The T2SARS-CoV-2 Panel, run on the T2Dx® Instrument is a qualitative T2 Magnetic Resonance (T2MR®) test. This test is designed for the direct detection of nucleic acid from SARS-CoV-2 in upper respiratory specimens in transport media from individuals with signs and symptoms of COVID-19. The Panel is commercially available and was awarded Emergency Use Authorization by the FDA on August 31, 2020. The Panel was validated in accordance with the Emergency Use Authorization requirements from the FDA. The Panel is being distributed in accordance with the FDA guidance on Policy for Coronavirus Disease-2019 Tests During the Public Health Emergency (Revised).

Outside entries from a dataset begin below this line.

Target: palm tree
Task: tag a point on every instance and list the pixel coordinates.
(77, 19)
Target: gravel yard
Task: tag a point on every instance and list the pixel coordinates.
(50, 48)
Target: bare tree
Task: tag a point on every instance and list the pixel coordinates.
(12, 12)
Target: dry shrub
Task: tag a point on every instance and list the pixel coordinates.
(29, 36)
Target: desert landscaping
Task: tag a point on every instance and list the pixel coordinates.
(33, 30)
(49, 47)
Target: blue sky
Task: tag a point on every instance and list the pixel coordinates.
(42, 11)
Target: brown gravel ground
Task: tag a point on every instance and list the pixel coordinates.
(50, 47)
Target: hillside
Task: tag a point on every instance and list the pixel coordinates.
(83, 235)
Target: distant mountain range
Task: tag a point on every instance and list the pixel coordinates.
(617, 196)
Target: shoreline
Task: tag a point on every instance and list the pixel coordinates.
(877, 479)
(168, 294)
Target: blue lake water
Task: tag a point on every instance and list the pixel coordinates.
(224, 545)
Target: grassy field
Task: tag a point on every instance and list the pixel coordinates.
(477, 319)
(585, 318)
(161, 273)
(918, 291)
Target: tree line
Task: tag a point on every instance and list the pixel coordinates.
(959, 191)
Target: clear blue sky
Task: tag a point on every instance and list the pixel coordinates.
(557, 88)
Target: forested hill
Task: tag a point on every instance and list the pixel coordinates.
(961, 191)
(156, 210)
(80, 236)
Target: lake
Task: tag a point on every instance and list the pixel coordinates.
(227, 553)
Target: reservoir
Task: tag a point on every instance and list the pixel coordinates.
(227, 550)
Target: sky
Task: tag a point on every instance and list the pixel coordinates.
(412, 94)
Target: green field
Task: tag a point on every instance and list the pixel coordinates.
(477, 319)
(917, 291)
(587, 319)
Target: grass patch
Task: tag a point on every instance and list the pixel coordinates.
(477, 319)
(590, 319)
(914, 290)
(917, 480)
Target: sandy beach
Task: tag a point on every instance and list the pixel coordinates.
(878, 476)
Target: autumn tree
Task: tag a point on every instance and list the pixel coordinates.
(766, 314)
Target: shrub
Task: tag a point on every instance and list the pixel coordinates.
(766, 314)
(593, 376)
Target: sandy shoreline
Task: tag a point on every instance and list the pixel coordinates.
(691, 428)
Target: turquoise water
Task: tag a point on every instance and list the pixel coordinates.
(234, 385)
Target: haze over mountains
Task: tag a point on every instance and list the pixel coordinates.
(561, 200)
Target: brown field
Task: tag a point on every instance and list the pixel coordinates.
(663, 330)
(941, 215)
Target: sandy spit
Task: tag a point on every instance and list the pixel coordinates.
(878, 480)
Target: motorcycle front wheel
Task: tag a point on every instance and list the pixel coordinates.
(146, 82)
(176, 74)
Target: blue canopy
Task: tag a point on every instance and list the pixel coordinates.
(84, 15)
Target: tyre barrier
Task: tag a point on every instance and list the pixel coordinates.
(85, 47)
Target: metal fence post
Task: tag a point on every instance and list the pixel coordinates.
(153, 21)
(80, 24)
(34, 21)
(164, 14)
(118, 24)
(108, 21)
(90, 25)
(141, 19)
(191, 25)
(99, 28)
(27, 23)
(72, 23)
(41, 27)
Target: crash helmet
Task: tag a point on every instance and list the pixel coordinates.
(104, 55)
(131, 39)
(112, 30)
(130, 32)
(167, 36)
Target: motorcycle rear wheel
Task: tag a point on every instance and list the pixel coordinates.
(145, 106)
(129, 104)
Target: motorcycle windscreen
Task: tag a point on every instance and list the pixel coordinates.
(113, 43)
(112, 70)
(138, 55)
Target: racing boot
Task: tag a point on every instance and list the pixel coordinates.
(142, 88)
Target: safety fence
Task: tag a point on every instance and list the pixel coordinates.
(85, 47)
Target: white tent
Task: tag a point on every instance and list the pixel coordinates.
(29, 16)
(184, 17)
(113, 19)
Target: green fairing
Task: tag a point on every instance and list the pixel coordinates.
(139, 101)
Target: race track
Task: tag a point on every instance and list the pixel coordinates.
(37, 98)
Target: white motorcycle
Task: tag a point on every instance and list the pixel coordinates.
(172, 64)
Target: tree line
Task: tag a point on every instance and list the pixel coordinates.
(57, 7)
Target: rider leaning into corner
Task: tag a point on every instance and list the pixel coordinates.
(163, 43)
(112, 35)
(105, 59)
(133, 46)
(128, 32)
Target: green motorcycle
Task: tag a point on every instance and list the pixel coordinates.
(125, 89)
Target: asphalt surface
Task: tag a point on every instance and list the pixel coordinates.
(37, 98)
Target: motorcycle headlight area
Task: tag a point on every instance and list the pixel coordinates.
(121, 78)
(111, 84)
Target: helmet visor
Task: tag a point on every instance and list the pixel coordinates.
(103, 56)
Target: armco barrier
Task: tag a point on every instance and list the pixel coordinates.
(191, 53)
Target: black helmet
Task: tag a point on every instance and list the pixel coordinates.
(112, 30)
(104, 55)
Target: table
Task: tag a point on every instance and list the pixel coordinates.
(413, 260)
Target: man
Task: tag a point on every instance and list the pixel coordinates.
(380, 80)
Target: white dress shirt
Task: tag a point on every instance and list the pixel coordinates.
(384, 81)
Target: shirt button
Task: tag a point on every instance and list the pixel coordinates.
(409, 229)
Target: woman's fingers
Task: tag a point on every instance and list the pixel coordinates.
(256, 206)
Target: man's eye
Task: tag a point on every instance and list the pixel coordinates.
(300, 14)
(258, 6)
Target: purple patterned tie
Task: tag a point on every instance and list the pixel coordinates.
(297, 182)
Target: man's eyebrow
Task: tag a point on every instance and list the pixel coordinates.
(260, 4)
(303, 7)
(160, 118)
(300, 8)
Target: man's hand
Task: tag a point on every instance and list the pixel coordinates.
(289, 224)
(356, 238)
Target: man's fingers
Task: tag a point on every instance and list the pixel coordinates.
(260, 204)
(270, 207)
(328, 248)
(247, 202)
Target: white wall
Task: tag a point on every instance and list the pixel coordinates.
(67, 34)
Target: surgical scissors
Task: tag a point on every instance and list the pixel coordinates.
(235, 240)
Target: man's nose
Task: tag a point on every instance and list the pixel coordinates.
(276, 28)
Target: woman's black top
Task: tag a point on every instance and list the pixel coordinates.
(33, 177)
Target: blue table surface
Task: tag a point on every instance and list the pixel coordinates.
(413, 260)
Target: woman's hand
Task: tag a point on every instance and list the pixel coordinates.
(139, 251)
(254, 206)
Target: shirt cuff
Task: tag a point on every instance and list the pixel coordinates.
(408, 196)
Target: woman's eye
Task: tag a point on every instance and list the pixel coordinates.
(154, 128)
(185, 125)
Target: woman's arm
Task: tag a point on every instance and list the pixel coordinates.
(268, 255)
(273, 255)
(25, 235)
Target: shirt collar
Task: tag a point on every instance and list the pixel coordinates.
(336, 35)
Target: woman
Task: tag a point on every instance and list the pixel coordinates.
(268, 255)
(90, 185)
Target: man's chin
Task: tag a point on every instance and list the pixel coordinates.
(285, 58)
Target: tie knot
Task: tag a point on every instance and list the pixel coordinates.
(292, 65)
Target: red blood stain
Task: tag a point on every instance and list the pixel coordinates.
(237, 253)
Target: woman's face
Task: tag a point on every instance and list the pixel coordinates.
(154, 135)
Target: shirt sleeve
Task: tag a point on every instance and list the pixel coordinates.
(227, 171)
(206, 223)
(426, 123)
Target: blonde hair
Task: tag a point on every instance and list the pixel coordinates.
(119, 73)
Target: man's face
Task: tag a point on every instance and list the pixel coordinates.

Results are for the identification of SARS-CoV-2 RNA, which is generally detectable in respiratory specimens during the acute phase of infection. Positive results are indicative of the presence of SARS-CoV-2 RNA.
- Sample to answer
- Results in <2 hours
- Throughput of up to 60 samples/day
- Utilizes RT-PCR and T2MR Technology
Comprehensive detection of primary and secondary/co-infections associated with COVID-19
Critically-ill COVID-19 patients are susceptible and at high-risk of developing bacterial or fungal co-infections and secondary infections that can lead to sepsis. The T2Dx platform can now be used to identify acute COVID-19 infections and optimize outcomes for patients under intensive care. Patients treated in the ICU are exposed to countless risk factors that can lead to secondary infections or co-infections, including exposure to numerous antimicrobial therapies, which are often unnecessary. Early data has indicated that bacterial and fungal infections are present in 25% and 11% of critically ill patients with severe cases of COVID-19, respectively.1 The results provided by the T2SARS-CoV-2, T2Bacteria, and T2Candida Panels will enable faster identification of infections and targeted therapy.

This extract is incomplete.